The NORRA 500 in October will be the first with bikes since 2021. While not as long as its springtime sister Mexican 1000, Jimmy Lewis is pleased with the work he and the Moto team have done in creating the route.

“If you want to know what it was like to race Baja back in the ’90s,” he remarked about the course, “this is the race for you.”

As NORRA’s bike director, Lewis had been a key figure in getting the sanctioning body to add motorcycles back to the 500. They were initially removed after 2021 due to low entrants, but renewed interest prompted him to challenge riders to sign up before they’re added.

Once the minimum of ten registrants was reached, he and the crew got to riding and verifying the route they planned out. Save for some very slight tweaks, they were more than satisfied with how it turned out.

Lewis described the course as “really fun two tracks that aren’t beat up, the kind of stuff that has really fun rollers. Not hoop-de-doos. Rollers, where you get to jump over things.

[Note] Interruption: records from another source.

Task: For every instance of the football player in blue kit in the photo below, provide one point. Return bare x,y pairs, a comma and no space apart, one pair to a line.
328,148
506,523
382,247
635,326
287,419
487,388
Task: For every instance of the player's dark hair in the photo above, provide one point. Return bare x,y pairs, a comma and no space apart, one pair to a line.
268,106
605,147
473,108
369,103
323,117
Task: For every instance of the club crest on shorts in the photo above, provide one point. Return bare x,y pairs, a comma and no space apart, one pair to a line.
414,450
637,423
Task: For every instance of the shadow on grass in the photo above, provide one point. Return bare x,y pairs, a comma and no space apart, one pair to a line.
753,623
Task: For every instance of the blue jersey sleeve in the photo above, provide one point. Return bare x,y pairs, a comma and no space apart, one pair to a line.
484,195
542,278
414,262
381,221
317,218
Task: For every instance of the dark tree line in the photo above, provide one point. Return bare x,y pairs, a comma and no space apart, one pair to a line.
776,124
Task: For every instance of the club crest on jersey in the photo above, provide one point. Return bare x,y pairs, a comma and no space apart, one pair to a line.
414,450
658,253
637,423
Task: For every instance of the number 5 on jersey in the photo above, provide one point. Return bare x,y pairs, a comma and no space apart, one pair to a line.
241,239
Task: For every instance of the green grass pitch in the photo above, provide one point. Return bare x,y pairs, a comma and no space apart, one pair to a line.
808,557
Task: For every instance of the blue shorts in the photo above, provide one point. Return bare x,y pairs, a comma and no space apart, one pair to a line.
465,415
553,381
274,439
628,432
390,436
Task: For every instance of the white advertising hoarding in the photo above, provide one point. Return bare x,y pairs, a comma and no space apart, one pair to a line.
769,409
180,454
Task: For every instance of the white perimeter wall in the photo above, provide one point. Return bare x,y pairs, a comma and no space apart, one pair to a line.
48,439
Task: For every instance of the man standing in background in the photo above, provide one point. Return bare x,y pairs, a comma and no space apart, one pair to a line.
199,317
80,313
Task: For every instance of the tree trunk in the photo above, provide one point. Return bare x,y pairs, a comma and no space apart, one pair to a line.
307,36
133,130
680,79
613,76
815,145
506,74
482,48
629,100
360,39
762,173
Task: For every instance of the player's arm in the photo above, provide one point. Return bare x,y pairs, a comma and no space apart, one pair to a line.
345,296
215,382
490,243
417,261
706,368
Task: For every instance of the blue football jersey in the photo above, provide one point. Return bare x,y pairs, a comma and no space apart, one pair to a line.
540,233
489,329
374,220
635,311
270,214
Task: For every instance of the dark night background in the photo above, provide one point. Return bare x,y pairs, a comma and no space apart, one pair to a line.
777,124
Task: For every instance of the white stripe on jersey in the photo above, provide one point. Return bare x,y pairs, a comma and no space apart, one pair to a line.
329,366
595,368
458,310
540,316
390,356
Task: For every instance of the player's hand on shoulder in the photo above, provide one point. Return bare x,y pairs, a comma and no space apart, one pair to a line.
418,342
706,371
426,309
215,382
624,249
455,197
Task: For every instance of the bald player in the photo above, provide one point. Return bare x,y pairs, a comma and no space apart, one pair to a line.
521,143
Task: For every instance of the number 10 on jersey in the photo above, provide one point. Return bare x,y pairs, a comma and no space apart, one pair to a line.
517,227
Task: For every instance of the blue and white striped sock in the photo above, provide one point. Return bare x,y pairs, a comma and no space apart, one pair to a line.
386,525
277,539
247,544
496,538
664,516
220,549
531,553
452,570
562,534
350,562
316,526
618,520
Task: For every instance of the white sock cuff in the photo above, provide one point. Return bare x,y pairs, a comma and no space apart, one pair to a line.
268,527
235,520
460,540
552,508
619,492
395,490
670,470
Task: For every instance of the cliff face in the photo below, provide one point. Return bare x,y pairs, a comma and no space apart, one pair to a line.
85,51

There are a lot of direction changes and the stuff you dream of riding on.”

Fellow Off-Road Motorsports Hall of Famer and crew member Tim Morton, who was part of the recon team, remarked he was “blown away how bitchin’ it is.”

Morton noted the race will go through sections so rarely touched that even NORRA race director Eliseo Garcia only learned about them “a couple months ago.” Some ranches and tracts of land on the route are also long forbidden from use for racing, though NORRA managed to get permission this one time.

“Fun, flowy, hilly, turny stuff that will blow your mind,” he commented. “There are sections NOBODY gets to ride, ever, and some stuff I never knew existed, never even heard rumors of these trails.”

Scheduled for October 9–12, the NORRA 500 will consist of a prologue stage followed by two days of racing. Riders can compete either with a roadbook or using a GPS, which is new for the 500.